On Thursday, May 20, Liz Lerman (Tempe, AZ) and her collaborators will discuss the demonization of women, and the invisibility of women as they age. Lerman is currently developing a work around these topics called Wicked Bodies with support from an NCCAkron Satellite Residency. Her four-decade career has involved personal story, public participation, and diverse collaborators including shipbuilders, physicists, construction workers, and cancer researchers. She is credited as ""the source of an epochal revolution in the scope and purposes of dance art" (The Washington Post).
On Thursday, June 17, the artists of NCCAkron's Dancing Lab: BLKmenMoves and Satellite Residency artist Iquail Shaheed (Philadelphia, PA) will discuss their experiences working as Black male-identified choreographers in relatively isolated creative communities.
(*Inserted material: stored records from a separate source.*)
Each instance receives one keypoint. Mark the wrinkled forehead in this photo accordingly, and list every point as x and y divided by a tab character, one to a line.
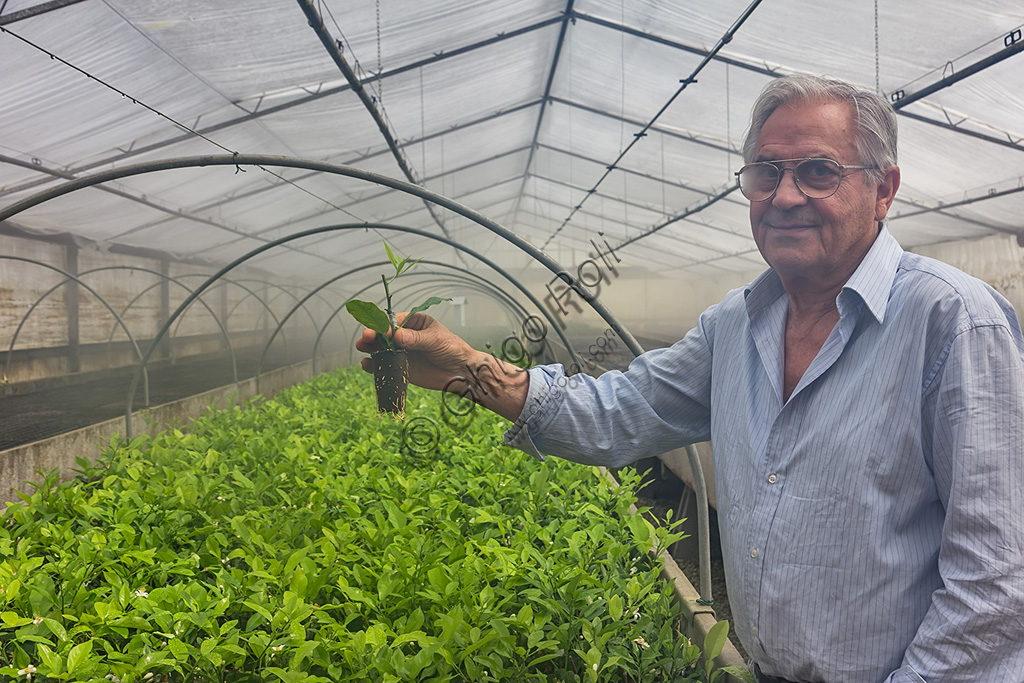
809	130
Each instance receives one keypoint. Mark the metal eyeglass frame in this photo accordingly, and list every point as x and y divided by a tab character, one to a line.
796	178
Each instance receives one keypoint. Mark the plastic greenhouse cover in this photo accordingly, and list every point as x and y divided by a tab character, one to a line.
515	109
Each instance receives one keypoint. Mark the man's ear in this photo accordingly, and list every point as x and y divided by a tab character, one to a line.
886	193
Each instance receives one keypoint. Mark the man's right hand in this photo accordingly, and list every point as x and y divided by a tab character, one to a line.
440	359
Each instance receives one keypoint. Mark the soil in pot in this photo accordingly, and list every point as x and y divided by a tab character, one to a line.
390	381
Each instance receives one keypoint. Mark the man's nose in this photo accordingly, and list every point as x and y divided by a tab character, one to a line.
787	195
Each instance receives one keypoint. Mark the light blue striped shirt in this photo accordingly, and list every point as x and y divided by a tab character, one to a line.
872	526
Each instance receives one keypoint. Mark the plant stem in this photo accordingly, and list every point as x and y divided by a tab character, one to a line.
390	314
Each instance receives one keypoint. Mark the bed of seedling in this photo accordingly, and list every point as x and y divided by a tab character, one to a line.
300	539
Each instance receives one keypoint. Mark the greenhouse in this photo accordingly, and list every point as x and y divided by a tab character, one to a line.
205	205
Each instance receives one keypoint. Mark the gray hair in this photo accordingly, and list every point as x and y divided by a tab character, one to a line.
875	136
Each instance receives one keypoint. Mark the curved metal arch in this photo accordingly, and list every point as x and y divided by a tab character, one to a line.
238	160
337	169
69	276
484	287
283	290
414	230
220	326
511	306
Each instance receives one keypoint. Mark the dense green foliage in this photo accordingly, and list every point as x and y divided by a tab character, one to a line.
297	540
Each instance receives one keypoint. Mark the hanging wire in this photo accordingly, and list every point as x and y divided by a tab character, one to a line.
726	38
380	68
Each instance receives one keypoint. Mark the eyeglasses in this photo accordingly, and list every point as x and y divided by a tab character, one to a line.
816	178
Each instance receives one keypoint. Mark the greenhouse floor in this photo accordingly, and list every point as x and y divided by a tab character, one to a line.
47	412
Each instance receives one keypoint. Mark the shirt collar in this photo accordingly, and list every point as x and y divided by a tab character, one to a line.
871	281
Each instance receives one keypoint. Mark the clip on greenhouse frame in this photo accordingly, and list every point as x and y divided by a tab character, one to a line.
260	161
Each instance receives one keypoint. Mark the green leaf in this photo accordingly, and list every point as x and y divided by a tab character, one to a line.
370	315
715	640
614	606
391	257
50	658
79	654
14	620
177	648
432	301
742	673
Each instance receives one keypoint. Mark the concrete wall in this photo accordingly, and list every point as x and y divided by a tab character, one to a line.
996	259
19	465
54	327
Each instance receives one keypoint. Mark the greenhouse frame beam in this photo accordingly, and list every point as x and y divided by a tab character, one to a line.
1007	142
689	137
257	114
921	209
699	51
545	99
36	10
899	99
376	178
625	169
174	213
677	238
712	199
684	83
334	49
898	103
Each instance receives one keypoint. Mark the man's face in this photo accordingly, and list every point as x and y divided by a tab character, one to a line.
820	241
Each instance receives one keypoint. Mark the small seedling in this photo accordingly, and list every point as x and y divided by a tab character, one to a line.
391	363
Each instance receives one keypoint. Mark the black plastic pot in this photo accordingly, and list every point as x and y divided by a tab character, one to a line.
390	381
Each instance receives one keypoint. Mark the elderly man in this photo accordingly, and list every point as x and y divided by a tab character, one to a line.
865	407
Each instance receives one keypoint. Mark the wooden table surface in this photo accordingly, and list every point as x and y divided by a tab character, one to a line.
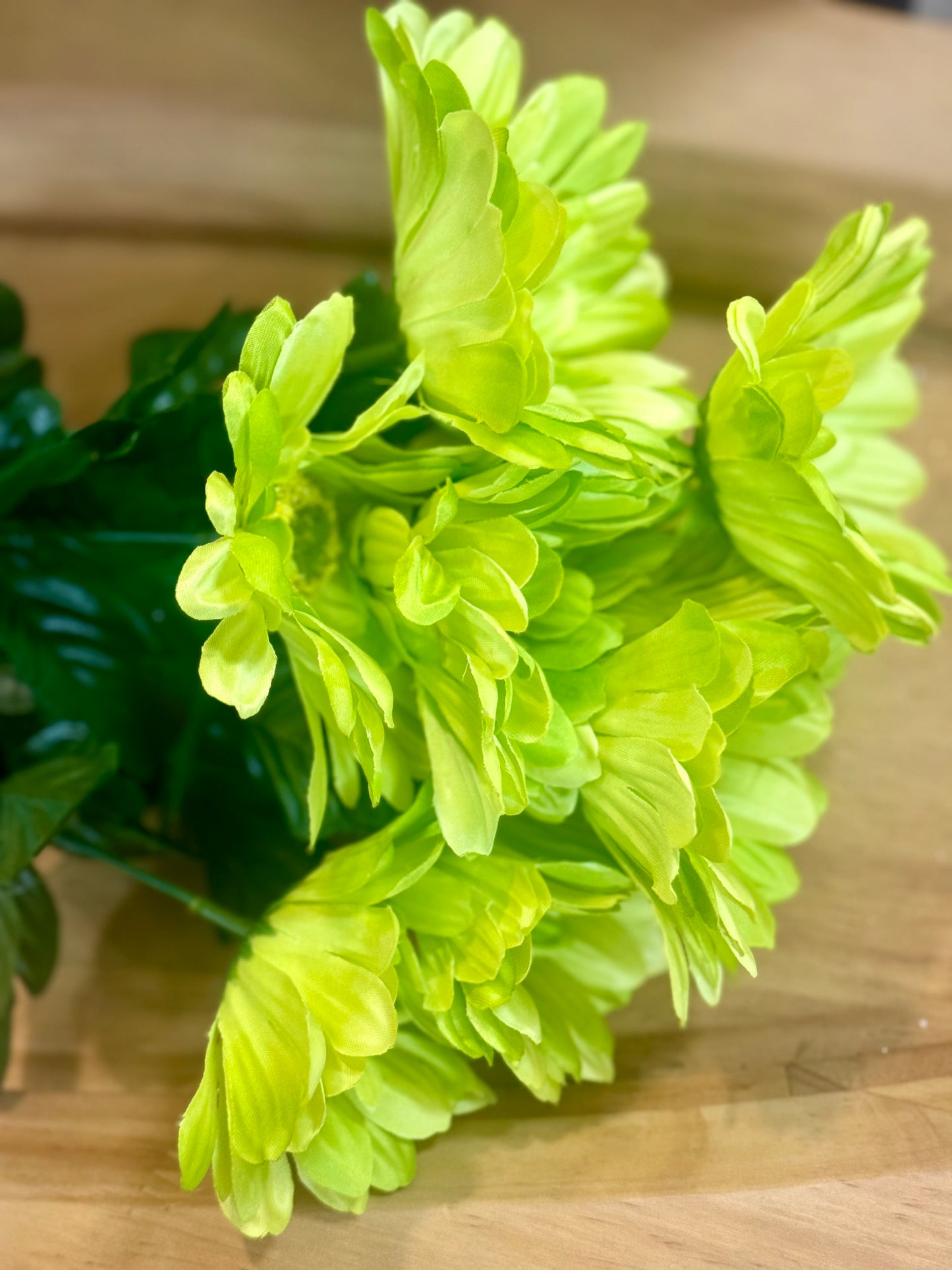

The BLKmenMoves artists - Jean Appolon (Boston, MA); Kevin Lee-Y Green (Wilmington, NC); Dominic Moore-Dunson (Akron, OH); with Charles O. Anderson (Austin, TX), as the program's facilitator and artist mentor - have been convening virtually for the past year. Their conversation will address the plurality of Black, male identities; decolonized metrics of success; and embodied resistance to monolithic ideas of 'Black Dance.'
The schedule for this season of talks aligns with the 3rd Thursday initiative created by Downtown Akron Partnership, a monthly event that introduces Akronites and visitors to independent destinations and activities throughout the Downtown neighborhood and online.